Flight instructor with student reported a near miss during landing at a non- towered airport with an aircraft landing on the opposite direction runway. The other aircraft went around to avoid a collision.

2024-11 · NASA ASRS report 2184147

Date: 2024-11 · Aircraft: Small Aircraft · Phase: landing

Anomalies: conflict-nmac|deviation-discrepancy-procedural-published-material-policy

Synopsis

Flight instructor with student reported a near miss during landing at a non- towered airport with an aircraft landing on the opposite direction runway. The other aircraft went around to avoid a collision.

Narrative

I was in Aircraft X performing a flight for the purposes of training a student pilot. We were coming in to practice a landing at I23. We were inbound from the east; listened to the AWOS and CTAF frequencies to determine the active runway. Winds seemed to favor Runway 5 and no one was on frequency; so we chose to overfly the field and do a teardrop entry to the downwind for 5. We made several radio calls while overflying and entering the downwind and heard no calls for I23 on the CTAF but could hear other nearby airports that share the frequency. On downwind we saw another aircraft; Aircraft Y; flying over the downwind in the opposite direction at least 500ft higher than our altitude. Since they were not making calls; we assumed they were just overflying the field and continued our pattern to land.

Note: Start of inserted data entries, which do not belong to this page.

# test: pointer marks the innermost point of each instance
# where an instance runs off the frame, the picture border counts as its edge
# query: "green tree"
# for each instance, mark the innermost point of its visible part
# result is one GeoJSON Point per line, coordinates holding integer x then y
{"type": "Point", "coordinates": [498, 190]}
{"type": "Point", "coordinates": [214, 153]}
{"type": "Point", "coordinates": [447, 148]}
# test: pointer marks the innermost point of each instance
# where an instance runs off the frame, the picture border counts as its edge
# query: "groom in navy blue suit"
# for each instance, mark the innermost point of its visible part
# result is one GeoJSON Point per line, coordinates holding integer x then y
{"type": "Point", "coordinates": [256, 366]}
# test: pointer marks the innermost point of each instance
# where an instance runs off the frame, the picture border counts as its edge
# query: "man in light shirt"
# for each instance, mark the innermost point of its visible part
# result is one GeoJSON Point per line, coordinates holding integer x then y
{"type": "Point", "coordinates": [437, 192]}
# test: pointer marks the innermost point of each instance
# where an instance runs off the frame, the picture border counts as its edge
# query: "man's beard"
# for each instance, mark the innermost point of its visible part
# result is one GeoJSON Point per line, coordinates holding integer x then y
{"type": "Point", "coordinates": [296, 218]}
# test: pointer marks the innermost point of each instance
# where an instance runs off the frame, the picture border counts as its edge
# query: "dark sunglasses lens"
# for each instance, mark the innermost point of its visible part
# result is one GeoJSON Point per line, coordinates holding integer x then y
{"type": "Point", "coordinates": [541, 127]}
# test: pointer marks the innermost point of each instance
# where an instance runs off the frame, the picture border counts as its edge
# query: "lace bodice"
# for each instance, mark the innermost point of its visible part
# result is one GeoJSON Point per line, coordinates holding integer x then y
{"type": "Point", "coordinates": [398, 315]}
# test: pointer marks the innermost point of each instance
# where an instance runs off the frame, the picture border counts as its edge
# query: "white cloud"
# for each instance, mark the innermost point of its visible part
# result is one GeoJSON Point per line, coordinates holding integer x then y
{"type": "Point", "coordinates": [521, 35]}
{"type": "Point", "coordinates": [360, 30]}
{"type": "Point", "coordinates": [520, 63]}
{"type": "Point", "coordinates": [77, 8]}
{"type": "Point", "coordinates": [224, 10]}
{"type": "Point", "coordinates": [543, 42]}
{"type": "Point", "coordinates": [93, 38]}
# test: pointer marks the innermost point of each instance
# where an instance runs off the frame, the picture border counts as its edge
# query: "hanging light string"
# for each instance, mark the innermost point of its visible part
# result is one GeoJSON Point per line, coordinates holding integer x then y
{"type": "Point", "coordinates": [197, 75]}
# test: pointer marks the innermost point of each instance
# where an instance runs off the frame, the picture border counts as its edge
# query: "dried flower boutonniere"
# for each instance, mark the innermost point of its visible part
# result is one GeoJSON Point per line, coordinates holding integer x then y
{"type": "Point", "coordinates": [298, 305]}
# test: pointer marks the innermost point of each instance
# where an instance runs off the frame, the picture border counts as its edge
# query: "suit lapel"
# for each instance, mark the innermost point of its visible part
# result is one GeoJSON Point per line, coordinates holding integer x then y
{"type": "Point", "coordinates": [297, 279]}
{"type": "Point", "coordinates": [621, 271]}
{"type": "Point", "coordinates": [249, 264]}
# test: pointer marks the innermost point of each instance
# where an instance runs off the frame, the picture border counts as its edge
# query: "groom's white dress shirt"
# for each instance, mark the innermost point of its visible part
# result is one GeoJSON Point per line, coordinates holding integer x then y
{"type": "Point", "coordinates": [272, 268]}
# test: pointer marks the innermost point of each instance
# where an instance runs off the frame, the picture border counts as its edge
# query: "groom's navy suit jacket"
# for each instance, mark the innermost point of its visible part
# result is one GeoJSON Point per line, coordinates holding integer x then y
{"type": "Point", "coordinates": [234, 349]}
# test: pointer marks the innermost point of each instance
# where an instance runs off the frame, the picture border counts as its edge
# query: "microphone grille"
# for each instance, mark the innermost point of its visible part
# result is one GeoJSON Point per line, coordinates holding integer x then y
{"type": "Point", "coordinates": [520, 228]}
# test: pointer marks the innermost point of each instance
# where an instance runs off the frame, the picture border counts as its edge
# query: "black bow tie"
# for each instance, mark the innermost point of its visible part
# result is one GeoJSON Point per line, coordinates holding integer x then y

When crossing the threshold to touchdown our GPS gives a traffic advisory and looking at the opposite end of the runway as we are touching down; we see Aircraft Y on short final for the opposite runway. Since we are already on the ground; I begin to slam on the brakes to try to reduce the speed for a potential collision when the Aircraft Y pilot makes a radio call that they are going around. They sidestep the runway and fly over the taxiway next to us at no more than 300ft AGL. We make several radio calls to try to establish communication to the other pilot; all of which go unanswered. However; an additional aircraft soon makes calls on the CTAF and is able to hear us just fine. This could likely be an issue with the radio in Aircraft Y either not receiving or having the volume too low. A collision was avoided but could have been lower risk if communication had been a factor.